11 Testi di PETR HRUSKA (da VOLEVAMO SALVARCI)

Un gran bel tonno

Un gran bel tonno
perché ci sconquassi
l’argento inestinguibile di quel pesce
sbattuto nella carta di giornale
di morto giornale per pesci
Un gran bel tonno
che basti per un po’ di tempo
perché ancora una volta
ci fremano i polsi
di fronte all’argento grave del mondo
reggerlo tra le mani passando accanto
alle ripide schiene
dei palazzi delle banche
per poi insieme spacchettare a casa il giornale
i grugni preelettorali impoltigliati d’olio di pesce
guarderanno con faccia ancor più da canaglia
l’enorme corpo sulla secca del giornale
sulla secca del tavolo
Un gran bel tonno
tanto che si incresperanno
i merletti sbiaditi del silenzio casalingo
tanto che d’un tratto ci ricorderemo
quel che diavolo avremmo voluto
in questo mondo

*

La porta

la porta si chiudeva sempre, da sola, così per anni e anni, con un lento movimento. Ora resta ferma dov’è.

Davanti a essa una donna alza colpevole una grande canottiera che nella notte è caduta dal filo. Un uomo guarda la donna che regge la canottiera. Forse è stato il vento. Durante la notte.

Entrambi vorrebbero sapere quando, quando esattamente è successo, entrambi avrebbero voluto esserci in quel momento.

*

Gatto

Gli animali padroneggiano l’essenza della geometria molto meglio.

Un gatto nero trova d’un tratto
l’asse della situazione,
il centro del luogo,
la sezione aurea del pomeriggio e vi si accoccola.

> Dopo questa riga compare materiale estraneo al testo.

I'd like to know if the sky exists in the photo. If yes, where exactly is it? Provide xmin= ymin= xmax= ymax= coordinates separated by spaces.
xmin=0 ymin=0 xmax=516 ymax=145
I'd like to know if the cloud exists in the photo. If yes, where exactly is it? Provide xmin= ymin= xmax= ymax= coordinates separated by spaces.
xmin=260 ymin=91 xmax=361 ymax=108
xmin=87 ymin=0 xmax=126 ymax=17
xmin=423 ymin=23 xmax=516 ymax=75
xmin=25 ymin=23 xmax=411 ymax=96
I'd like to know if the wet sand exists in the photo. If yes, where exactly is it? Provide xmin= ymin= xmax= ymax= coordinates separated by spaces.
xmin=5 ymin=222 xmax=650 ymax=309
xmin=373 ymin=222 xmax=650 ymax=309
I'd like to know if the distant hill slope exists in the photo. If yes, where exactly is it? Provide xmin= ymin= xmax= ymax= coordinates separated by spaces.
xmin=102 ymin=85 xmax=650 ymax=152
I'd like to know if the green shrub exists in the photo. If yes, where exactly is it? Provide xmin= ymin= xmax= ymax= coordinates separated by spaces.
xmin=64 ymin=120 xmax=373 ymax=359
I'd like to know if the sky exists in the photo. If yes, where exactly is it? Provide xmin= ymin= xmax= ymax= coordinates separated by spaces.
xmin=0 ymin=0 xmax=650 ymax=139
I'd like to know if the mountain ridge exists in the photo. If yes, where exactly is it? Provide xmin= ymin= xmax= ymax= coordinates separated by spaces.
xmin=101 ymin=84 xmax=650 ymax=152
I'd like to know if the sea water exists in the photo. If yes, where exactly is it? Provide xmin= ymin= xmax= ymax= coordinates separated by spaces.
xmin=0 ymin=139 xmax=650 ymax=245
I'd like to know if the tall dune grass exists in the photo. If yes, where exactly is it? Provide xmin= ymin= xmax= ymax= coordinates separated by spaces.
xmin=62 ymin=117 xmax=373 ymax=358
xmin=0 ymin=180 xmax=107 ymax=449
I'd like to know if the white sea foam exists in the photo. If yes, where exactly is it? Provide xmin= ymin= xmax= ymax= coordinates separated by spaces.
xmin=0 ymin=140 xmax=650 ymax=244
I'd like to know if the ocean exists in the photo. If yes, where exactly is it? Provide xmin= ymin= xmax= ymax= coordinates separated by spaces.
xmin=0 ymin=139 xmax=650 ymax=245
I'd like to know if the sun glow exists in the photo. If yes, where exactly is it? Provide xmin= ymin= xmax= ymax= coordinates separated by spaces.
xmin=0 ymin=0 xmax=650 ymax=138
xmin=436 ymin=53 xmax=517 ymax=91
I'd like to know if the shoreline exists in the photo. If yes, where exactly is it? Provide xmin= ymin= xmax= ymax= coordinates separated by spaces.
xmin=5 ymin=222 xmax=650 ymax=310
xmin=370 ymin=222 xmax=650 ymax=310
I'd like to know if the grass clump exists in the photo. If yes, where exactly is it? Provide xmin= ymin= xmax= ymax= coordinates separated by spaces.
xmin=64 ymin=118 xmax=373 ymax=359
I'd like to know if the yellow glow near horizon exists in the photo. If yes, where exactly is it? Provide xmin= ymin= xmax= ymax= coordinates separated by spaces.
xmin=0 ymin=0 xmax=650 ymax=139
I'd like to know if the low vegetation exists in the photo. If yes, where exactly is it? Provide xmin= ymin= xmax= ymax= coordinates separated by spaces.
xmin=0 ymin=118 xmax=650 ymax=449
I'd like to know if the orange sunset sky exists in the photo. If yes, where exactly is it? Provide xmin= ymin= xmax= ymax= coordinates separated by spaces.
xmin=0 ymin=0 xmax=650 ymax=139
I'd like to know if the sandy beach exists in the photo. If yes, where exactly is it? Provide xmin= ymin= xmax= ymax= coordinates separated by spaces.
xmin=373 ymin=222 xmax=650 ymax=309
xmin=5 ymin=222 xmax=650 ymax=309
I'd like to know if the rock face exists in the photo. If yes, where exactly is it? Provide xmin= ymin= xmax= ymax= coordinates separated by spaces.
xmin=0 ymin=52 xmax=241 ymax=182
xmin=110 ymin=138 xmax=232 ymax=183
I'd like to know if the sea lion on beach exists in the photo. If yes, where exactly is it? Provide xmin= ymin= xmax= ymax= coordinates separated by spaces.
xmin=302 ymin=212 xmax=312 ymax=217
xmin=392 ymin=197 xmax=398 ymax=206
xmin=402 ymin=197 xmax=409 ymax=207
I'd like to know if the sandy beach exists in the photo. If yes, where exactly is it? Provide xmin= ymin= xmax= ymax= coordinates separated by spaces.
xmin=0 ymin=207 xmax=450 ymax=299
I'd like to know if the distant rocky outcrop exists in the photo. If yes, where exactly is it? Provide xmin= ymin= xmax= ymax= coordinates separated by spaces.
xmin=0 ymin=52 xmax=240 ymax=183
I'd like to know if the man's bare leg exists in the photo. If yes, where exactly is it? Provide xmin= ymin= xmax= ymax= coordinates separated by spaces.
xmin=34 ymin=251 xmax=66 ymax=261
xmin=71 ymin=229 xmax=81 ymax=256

In mezzo alla notte si metterà seduto,
rizzerà il profilo,
per rendersi conto
che non appartiene a nessun luogo.

*

Banca ad Amsterdam

Sono desolata,
disse la donna a tutta la banca.
La voce si diffuse del discreto silenzio di vetro,
sono desolata,
disse con delicatezza
nel fresco monotono dell’aria climatizzata,
che immarmorava la pallida pelle
delle sue braccia e gambe scoperte,
sono desolata.
Risuonava da lontano.
Risuonava dall’infanzia,
dai luoghi in cui è accumulata la vita.
La banca galleggiava nel mattino
solenne e lenta
come una portaerei.
Sono desolata,
disse la donna a quelle vuote
grandezze trionfali,
come se sapesse di più,
molto di più.
Vi fremeva una storia che apparteneva a tutti,
rappresentata da questa donna
che per l’ultima volta ribadiva
sono desolata.

*

Il cappotto rosso

Tutto ciò accade su una nave.
Una pesante testa d’uomo
sulla spalla di una donna sconosciuta.
Un ragazzo che beve
appoggiato alla grondaia.
Discorsi sulla
sicurezza.
Un gancio che dondola qua è là.
Sette miseri fedeli
che cantano sottovento
con le camicie infilate dei pantaloni.
Giuramenti e promesse,
sotto la lamiera ricurva d’un divieto.
Una paura nuova.
Il tuo cappotto rosso proprio là
dove la mia vita
pareva bastare a se stessa.
Tutto accade su una nave.

*

A bordo di una nave in Normandia

Mi sono avvicinato alla misera ringhiera
presso la quale te ne stavi.
Entrambi abbiamo stretto tra le mani
il metallo della sbarra
come un dono freddo e sorprendente.

Sotto di noi dalla nave uscivano le macchine.
Lunghi autocarri
carichi fino in cima
di auto appena prodotte.
Senza fermarsi al porto procedevano
in direzione degli archi trionfali
di cavalcavia autostradali.

Sopra di noi il cielo serale precipitava in avaria.
Stavamo là
senza distogliere lo sguardo da quelle auto che portavano auto,
da quelle auto nuove, completamente nuove,
che immobili sfrecciavano lungo l’autostrada.

*

Al cesso

In fondo
oltre le vincite delle macchinette
sul pavimento scivoloso che portava al cesso
stavano accoccolati uno di fronte all’altra
e lo capivano:
non hanno potuto resistere
tutto deviava dalla via
gli ubriachi con mormorii di scusa
rasentavano la parete
la donna delle pulizie ormai stravaccata a casa
e tutti quelli davanti
tutti quelli là davanti sapendo
che quei due
non la contavano giusta
stavolta hanno preferito
non andare a pisciare

*

Luglio

Dopo una settimana di pioggia
il parco
reso insignificante dal vento
fuori da un auto nel parcheggio
una famiglia che mangia
siete morti intima un bambino
prendendo la mira con un giocattolo

*

Il luogo

Forse pioppi, o forse olmi. Sembra che il vento voglia fare una predica. Il tuo vestito con le barche si gonfia, so dove sta appeso di solito nel guardaroba. Il suo giallore, sbiadito nella nebbia sul ciglio della strada.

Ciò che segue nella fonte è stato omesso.